Le mausolée de Staline

Dépêche AFP datée du 31 octobre 2011 : « MOSCOU – Il y a cinquante ans,


le 31 octobre 1961, le corps de Staline était retiré de nuit, dans le plus grand
secret, du mausolée où il reposait à côté de Lénine sur la place Rouge à
Moscou, après la dénonciation de ses crimes par son successeur Nikita
Khrouchtchev. »
Faut-il commémorer cet événement ? Et si oui, dans quel sens ? En 2011,
Vladimir Poutine a dépassé le cap d’une décennie de pouvoir. C’est
l’époque (en vérité depuis 2009) où, après avoir été vivement déçus par la
politique agressive de l’Occident à leur encontre, les Russes commencent à
se pencher avec nostalgie sur leur passé. La « stalinomania » – qui ne se
réfère qu’à la grandeur d’une période révolue ainsi qu’à la gloire de l’URSS
acquise lors de la Seconde Guerre mondiale – n’entend plus désormais,
comme à travers une couche de soie et de coton, que le bruit étouffé des
crimes du plus grand de ses tyrans que Nikita Khrouchtchev évoqua à huis
clos lors du XXe congrès du Parti communiste en 1956. Le nouveau maître
du Kremlin allait revenir sur ce sujet de manière publique et tonitruante lors
du XXIIe congrès, si bien que le Parti, avant de rompre les rangs, décida, le
30 octobre 1961, de retirer le corps de Staline de son mausolée « en raison
de ses graves violations des principes léninistes, de ses abus de pouvoir et
des répressions massives à l’encontre d’honnêtes citoyens ».
L’opération s’amorce dès le lendemain en fin d’après-midi, entre chien et
loup, dans le plus grand secret, pour éviter toute réaction intempestive.
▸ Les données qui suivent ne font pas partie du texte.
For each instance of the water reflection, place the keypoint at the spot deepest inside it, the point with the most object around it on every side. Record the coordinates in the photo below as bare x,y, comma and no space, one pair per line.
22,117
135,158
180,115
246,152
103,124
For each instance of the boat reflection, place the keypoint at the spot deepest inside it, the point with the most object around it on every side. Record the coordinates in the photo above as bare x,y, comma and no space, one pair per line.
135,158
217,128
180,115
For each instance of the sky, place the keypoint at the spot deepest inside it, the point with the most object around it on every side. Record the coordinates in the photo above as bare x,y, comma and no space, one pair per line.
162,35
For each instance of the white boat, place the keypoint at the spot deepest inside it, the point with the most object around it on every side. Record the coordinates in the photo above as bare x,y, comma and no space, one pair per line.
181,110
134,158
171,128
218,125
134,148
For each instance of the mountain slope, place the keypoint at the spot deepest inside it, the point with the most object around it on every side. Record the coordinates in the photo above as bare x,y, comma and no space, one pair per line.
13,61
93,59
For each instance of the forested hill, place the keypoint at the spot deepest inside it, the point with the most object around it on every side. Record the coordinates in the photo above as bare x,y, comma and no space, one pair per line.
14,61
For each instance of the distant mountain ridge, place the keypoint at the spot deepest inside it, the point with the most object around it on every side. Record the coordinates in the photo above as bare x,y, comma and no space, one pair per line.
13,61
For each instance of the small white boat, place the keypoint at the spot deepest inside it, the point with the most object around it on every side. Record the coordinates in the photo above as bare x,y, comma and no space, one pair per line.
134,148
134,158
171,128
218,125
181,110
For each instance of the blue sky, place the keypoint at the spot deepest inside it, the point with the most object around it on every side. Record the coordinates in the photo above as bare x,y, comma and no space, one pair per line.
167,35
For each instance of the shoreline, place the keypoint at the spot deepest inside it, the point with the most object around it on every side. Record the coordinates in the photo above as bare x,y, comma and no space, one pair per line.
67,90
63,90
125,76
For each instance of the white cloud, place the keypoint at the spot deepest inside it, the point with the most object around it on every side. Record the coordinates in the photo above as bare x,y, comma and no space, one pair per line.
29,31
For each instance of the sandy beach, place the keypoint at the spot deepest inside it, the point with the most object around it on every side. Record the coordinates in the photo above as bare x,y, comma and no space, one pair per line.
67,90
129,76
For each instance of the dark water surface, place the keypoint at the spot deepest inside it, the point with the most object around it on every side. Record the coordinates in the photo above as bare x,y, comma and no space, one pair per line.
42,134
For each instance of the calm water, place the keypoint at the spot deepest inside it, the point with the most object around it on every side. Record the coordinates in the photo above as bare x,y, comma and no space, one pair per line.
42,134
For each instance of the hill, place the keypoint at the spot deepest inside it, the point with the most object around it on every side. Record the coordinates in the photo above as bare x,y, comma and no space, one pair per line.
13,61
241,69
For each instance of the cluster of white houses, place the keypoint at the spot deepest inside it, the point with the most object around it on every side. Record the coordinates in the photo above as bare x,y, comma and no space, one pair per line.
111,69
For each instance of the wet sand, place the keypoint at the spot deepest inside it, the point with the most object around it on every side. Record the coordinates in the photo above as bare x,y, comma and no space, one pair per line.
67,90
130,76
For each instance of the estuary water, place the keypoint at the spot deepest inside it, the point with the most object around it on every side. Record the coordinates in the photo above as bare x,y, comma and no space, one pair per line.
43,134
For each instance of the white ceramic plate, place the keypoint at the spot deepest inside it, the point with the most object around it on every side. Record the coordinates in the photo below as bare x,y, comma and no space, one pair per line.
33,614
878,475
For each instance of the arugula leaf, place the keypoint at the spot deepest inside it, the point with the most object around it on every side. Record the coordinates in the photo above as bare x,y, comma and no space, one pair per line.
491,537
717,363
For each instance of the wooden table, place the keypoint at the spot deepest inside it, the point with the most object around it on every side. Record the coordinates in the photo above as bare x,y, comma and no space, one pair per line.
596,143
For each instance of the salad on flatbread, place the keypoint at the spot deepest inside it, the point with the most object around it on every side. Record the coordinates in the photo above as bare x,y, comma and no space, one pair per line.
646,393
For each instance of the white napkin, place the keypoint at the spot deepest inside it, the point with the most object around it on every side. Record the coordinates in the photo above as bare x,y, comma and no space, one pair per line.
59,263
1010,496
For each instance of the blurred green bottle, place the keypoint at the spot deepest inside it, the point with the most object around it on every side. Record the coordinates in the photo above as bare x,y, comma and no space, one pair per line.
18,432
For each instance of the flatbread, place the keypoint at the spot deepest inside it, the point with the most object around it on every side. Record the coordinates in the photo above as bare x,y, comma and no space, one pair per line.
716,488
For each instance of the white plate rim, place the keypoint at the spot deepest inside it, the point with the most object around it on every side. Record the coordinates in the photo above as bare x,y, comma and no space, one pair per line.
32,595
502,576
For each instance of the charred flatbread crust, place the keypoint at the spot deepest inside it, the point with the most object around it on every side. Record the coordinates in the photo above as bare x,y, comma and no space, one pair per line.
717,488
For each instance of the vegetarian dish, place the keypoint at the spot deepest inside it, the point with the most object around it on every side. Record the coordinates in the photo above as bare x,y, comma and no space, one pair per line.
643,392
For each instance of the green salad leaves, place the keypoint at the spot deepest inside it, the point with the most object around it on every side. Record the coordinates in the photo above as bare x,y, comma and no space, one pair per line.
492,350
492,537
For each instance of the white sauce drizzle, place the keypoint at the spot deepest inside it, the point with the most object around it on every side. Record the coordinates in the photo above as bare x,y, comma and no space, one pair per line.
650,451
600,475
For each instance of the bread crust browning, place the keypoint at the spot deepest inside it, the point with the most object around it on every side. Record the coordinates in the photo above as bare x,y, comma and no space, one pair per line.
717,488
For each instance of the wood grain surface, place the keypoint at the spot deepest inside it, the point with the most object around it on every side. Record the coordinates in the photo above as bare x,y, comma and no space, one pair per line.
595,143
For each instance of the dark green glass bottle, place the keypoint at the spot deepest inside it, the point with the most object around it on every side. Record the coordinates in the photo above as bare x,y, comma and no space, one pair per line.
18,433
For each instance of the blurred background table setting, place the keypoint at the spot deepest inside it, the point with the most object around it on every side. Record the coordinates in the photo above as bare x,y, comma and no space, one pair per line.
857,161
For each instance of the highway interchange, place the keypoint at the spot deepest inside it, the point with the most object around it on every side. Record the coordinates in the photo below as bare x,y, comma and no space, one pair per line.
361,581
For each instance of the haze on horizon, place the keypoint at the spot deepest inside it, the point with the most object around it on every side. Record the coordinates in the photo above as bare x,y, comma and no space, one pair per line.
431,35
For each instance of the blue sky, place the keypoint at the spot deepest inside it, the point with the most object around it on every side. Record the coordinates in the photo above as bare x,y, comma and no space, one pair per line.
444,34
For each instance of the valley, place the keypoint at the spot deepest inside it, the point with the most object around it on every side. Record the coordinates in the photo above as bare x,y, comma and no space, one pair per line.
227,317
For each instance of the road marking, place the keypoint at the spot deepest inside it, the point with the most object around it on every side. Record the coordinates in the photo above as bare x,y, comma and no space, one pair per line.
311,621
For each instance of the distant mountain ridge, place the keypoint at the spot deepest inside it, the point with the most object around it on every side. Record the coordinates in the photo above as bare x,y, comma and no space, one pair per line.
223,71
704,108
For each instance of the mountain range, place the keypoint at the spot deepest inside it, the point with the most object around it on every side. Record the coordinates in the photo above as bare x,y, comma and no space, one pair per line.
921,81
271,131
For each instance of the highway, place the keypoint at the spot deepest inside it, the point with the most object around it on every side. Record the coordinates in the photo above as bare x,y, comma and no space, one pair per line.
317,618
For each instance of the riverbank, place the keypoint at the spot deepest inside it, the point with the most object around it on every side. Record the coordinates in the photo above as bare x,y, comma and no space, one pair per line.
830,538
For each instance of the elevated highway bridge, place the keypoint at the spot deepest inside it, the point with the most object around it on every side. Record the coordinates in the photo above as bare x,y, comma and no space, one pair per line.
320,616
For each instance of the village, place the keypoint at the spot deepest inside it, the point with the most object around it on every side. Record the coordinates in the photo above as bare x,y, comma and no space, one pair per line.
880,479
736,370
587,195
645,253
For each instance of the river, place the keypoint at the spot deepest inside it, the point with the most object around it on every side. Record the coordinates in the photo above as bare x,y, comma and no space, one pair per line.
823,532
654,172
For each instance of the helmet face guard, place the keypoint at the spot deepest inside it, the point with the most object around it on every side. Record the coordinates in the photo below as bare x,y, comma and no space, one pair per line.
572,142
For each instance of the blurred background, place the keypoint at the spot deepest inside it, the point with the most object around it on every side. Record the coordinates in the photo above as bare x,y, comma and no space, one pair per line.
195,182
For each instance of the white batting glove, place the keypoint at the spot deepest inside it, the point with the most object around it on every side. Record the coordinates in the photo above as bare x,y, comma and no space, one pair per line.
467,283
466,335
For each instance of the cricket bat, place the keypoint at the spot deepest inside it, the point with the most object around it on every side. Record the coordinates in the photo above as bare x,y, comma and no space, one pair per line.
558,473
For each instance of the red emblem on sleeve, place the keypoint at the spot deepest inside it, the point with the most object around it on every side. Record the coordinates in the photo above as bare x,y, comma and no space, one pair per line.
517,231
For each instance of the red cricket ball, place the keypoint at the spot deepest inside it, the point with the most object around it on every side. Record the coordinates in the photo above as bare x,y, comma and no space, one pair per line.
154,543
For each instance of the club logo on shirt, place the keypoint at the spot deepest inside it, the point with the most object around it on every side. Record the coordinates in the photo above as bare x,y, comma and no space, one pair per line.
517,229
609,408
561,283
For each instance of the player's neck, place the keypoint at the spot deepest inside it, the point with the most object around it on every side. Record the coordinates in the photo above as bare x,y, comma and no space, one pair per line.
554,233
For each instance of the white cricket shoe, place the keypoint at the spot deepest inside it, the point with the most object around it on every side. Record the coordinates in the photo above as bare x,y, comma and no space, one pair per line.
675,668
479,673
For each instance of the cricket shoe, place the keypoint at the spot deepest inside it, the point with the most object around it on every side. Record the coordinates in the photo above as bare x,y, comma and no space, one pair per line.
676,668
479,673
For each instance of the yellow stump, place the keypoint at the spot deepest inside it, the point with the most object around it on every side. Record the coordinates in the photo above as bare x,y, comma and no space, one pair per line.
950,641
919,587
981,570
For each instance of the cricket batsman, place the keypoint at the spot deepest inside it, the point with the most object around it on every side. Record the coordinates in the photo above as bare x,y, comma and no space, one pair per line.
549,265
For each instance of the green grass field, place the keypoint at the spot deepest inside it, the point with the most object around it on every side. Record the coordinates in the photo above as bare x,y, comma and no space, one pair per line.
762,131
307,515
À
18 heures, la place Rouge est bouclée par les forces de l’ordre sous prétexte
de répétition de la parade militaire du 7 novembre, fête de la Révolution.
Pour plus de vraisemblance, des camions militaires vides défilent devant le
Kremlin pendant que des palissades sont disposées autour du mausolée afin
de le dissimuler à la vue du public.
« À la nuit tombée, selon le souvenir de Fedor Konev, commandant de la
garde du Kremlin à l’époque, des soldats creusent une tombe derrière le
mausolée. Le corps de Staline est sorti du sarcophage où il se trouvait
depuis sa mort en 1953, placé dans un cercueil et porté en terre par huit
officiers. Le tout prend fin un peu avant minuit8 », en présence des seuls
membres de la commission chargée de cette opération extraordinaire, ainsi
que de quelques officiers de l’armée et du KGB.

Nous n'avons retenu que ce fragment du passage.